Over on the Analog Photography Users Group there are frequent threads discussing rumors of this or that film being discontinued. Often, these turn out to be unfounded third-hand speculation. But this time, it appears that the evidence is nearly incontrovertible that Fuji is discontinuing every professional color negative film but 400H. This means that there will be no more Fuji color-negative sheet film at all, and only one emulsion in the roll film sizes. Wow.
For those who don’t know of him, Scott Sheppard is the fellow who does the Inside Analog Photo podcast—to which you should be subscribed if you love film photography. Scott knows all the major industry players—he’s interviewed many of them for his podcasts—so when he relates that he’s received this news at face-to-face meetings with Fuji execs, you can believe him.

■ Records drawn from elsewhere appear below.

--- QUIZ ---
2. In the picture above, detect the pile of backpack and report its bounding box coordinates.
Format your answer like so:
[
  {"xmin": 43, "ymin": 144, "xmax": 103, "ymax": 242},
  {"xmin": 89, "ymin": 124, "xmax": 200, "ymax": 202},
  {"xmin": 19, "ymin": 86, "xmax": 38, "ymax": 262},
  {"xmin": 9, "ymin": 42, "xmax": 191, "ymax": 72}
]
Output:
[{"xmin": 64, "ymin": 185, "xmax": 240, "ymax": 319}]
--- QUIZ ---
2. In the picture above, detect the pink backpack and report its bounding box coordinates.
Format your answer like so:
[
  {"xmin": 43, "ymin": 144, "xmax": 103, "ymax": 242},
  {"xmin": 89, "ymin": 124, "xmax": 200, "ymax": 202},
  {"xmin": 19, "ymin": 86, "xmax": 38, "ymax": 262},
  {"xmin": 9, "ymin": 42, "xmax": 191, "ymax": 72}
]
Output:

So no more 160C, 160S, or 800Z in any size. I won’t miss 160C; I’ve tried it but never found it to my liking as much as the 160VC Portra for which it is an approximate counterpart. And I’ve shot but little 800Z, and I could use the Portra 800 if I needed the speed. (Assuming it doesn’t get the axe, as has been rumored from time to time.)
But I will definitely miss 160S. It has a more neutral color rendering than either of the 160 Portra films. It has the bright color punch I associate with Portra VC, but the natural rendering of skin tones characteristic of Portra NC. It looks good in just about any light, to boot. Thus, it really is an “intermediate” choice between the two Portras, and can do the job of either in many situations. I have been slowly simplifying and right-sizing my personal repertoire of emulsions, and I was thinking of making it my only 160 film. I’m tempted to stock up on it before it’s gone, but what would be the point when good alternatives exist? I may as well transition away from it now and learn the Portras more fully, and move on.

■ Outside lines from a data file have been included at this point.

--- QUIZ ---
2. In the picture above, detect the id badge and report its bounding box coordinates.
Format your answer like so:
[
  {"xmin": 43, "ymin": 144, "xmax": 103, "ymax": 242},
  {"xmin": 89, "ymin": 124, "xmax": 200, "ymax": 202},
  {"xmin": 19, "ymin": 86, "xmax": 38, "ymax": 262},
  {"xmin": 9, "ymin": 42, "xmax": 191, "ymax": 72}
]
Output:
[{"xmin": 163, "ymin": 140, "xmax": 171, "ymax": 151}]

In fact, this will likely accelerate my migration to 400 speed films. Those are so good these days that you don’t give up much in favoring them over their slower cousins. It’s tedious to maintain a personal stock of so many different films, knowing them well enough to get the most out of them, and managing their purchase, storage, and use. Since much of my shooting is handheld, 400 films make a lot of sense. It’s not much trouble to slap on a neutral-density filter when I need to shoot wide open in bright light with a fast film and a shutter that tops out at 1/500. I can see the day coming soon when the two 400-speed Portras, and Ektar 100, are the only films in my freezer. If push came to shove, I think I could live without the 160 films. I hate to say it, but it’s true.

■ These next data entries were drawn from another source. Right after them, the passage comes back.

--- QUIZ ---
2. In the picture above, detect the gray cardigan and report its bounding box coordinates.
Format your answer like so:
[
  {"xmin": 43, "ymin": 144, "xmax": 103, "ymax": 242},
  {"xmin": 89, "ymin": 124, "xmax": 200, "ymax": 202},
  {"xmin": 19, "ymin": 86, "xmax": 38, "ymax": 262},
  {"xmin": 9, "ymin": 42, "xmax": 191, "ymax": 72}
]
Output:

Fuji also, it appears, has deep-sixed T64, a tungsten-balance E-6 film, which may be the last tungsten-balanced emulsion on the planet. And Neopan 400, a B&W emulsion that is dear to many, has also been voted off the island, at least in 120 format. I don’t use either of these, so I’m not personally impacted. But many swear by them, so I expect to hear the online wails as this news gets around.
It’s a sad day when yet more films go by the wayside. (It’s really sad when you’ve just sunk some not-inconsequential cash into a new film-camera system, as you sell off and consolidate your gear-hoard as I’ve been doing.) But there could be an upside, if what remains are a few excellent emulsions that can be made more profitably and sustainably, at least a while longer. With luck, quite a few soon-to-be-former Fujicolor users will migrate to the Kodak offerings, helping to keep them alive.
That’s the silver lining I’m hoping for within this dark cloud.